I am unable to concur in the opinion of Mr. Justice Laughlin for the following reasons: First. There was sufficient consideration for the note. It was given for $60,000, actually loaned by the plaintiff to W. L. Stevens, a brother of the defendants. Prior to the time the loan was made, W. L. Stevens and the plaintiff were members of the New York Stock Exchange, but the latter had been suspended. His efforts to be reinstated having failed, he sold his seat, and out of the moneys received the loan was made. W. L. Stevens, for certain reasons, desired to conceal from the Exchange the fact that he was the borrower, and he thereupon, in pursuance of an arrangement with the defendants, gave to them his note for $60,000, and they gave to the plaintiff the note in suit. The defendants still hold the note of W. L. Stevens.. The transaction was thoroughly understood by the defendants. One of them testified: “Q. But you knew that note had to be signed by you before your brother Lewis would get the $60,000 j A. I did. Q. And you knew that the $60,000 was necessary to save his firm ? A. Yes. He did get this $60,000 and he gave *565us his note. The firm has failed. Our note has not been paid.”

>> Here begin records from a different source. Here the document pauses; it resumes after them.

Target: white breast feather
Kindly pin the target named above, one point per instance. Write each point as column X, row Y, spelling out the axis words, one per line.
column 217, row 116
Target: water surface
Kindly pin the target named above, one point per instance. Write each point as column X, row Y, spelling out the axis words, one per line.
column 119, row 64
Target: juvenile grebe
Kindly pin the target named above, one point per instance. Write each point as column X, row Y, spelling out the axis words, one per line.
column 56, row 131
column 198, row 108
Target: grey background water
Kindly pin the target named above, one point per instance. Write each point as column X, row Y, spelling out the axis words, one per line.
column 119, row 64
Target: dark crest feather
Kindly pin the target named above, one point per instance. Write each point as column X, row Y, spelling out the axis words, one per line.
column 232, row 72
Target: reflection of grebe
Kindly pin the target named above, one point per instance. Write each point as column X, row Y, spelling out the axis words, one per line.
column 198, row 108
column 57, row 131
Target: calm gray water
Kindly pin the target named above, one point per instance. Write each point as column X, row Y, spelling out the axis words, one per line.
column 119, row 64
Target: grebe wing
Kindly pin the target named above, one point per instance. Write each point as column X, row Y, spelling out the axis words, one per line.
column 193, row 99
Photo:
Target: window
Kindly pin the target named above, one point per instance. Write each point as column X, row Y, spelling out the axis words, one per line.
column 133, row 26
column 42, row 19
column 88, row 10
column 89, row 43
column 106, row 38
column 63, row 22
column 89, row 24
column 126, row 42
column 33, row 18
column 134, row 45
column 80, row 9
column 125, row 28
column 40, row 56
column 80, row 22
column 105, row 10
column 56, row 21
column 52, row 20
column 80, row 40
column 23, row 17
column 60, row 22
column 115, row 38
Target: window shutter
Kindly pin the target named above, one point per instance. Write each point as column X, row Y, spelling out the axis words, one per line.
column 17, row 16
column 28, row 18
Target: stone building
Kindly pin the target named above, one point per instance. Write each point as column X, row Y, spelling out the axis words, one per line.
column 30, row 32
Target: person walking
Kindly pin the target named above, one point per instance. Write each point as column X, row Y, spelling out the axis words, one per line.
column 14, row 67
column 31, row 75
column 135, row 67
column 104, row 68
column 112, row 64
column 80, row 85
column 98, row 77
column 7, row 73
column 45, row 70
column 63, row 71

The case is distinguishable from Higgins v. Ridgway (153 N. Y. 130), cited in the prevailing opinion. There, the defendant made a note to his own order, indorsed it, and delivered it to a bank solely for its accommodation. It was held that a recovery could not be had since the note was made, without consideration, for the accommodation of the party who was trying to recover upon it.
The testimony of the defendants to the effect that they were informed by their brother that the giving of the note was a matter of form and they would not be called upon to pay it, does not prevent a recovery. Such testimony ought not to have been received. There are numerous authorities to the effect that parol evidence of an oral agreement made at the time of the making of a promissory note cannot be received for the purpose of varying, qualifying or contradicting its terms. (Jamestown Business College Association v. Allen, 172 N. Y. 291, and cases there cited.)
There is a line of authorities holding that parol evidence may be received to show a conditional delivery and that the note is not to take effect until the happening of some condition precedent. This was not a conditional delivery, but an absolute one. The contract became complete when the note was delivered in exchange for the money loaned. The note was given for a proper consideration. The defendants, by it, agreed to pay a given amount at a specified time. If an agreement had been made that the note should not be collected or that its payment should not be enforced, it would have amounted to nothing, because an action could, notwithstanding, have been maintained upon it when the same fell due. (Mead v. National Bank, 89 Hun, 102.)
Second. The evidence, as I read the record, does not establish that the loan was usurious. The note, upon its face, bears six per cent interest. It is true that about a year before the note was made the plaintiff signed a written statement in which he acknowledged that he was indebted to W. L. Stevens in the sum of $10,000; that he would endeavor to get reinstated on the Stock Exchange, and if he succeeded within two *566months in doing so he would enter into partnership with Stevens, and if he failed within that time he would sell his seat and lend the proceeds to Stevens, to be employed in his stock exchange business, “ on terms to be later agreed upon which will return Mr. Grannis not less than $10,000 a year.” This agreement was not acted upon, but about two weeks after the loan was made another agreement was entered into by which the plaintiff was employed by Stevens’ firm at a salary of $533 a month, or more, depending upon the amount of business which he brought in, and he did render some service.
The only evidence that the transaction was usurious is the statement contained in the agreement made in 1909 that the loan, if made, should yield Mr. Grannis not less than $10,000 a year, and that the interest on the note and the salary agreed to be paid would make that amount. This, I think, is insufficient to justify a finding that the loan was usurious.
The judgment and order appealed from, therefore, should be reversed and judgment directed for the plaintiff.
Judgment and order affirmed, with costs.